Brussels, 11/09/2003 (Agence Europe) - The lawyers defending Yves Franchet, former Eurostat Director General suspended from his post in July this year by the European Commission after his alleged involvement in financial misappropriation, have decided to fight back. According to information reported in the press, they say that the Commission could not have discovered Eurostat management in May 2003 as the internal audit reports made during the current Commission were sent to the central control services of the European Commission early 2000. Such arguments could carry a great deal of weight during the meeting scheduled for 25 September in Strasbourg between Romano Prodi and the members of the conference of presidents of the political groups of the European Parliament.
Furthermore, Mr Franchet and Daniel Byk (director of one the services within this body) filed a complaint in July with the Ombudsman against the Commission and OLAF for "bad administration". The two men refused to be "treated like scapegoats to pay for crimes that they did not commit", their legal representatives write. The latter stress that all the investigations in progress are based on the conclusions of internal audit reports carried out between 1998 and 2001 at the request of Yves Franchet. "None of these reports allows it to be concluded that Community funds were used for purposes other than for Eurostat, and therefore not for the personal gain of officials either", the lawyers say. They go on to add that the recommendations contained in these reports were implemented and that the Commission's control services had the matter referred to them but did not react.

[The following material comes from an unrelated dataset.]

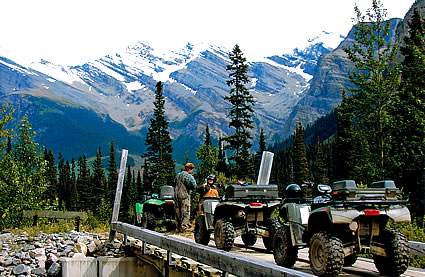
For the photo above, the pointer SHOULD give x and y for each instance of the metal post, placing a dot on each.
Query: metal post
(77, 224)
(118, 192)
(265, 168)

Speaking for his defence, Mr Franchet recalls that Eurostat has, over the past fifteen years, had to face an exponential increase in its workload with the coming of the euro and enlargement, and that given the repeated refusal on the part of the Commission to grant it more resources, Eurostat has had to "outsource" certain tasks, either to national statistical offices or to private firms. According to the lawyers, Eurostat's calls for tenders for work with outside firms were approved by the relevant Commission service and the financial audit approved payment to these firms. We recall that, at the heart of the problem lies the use by Eurostat of private sub-contractors for marketing its statistics, such as the French company Planistati, with which all contracts were suspended to give enough time to complete the inquiries.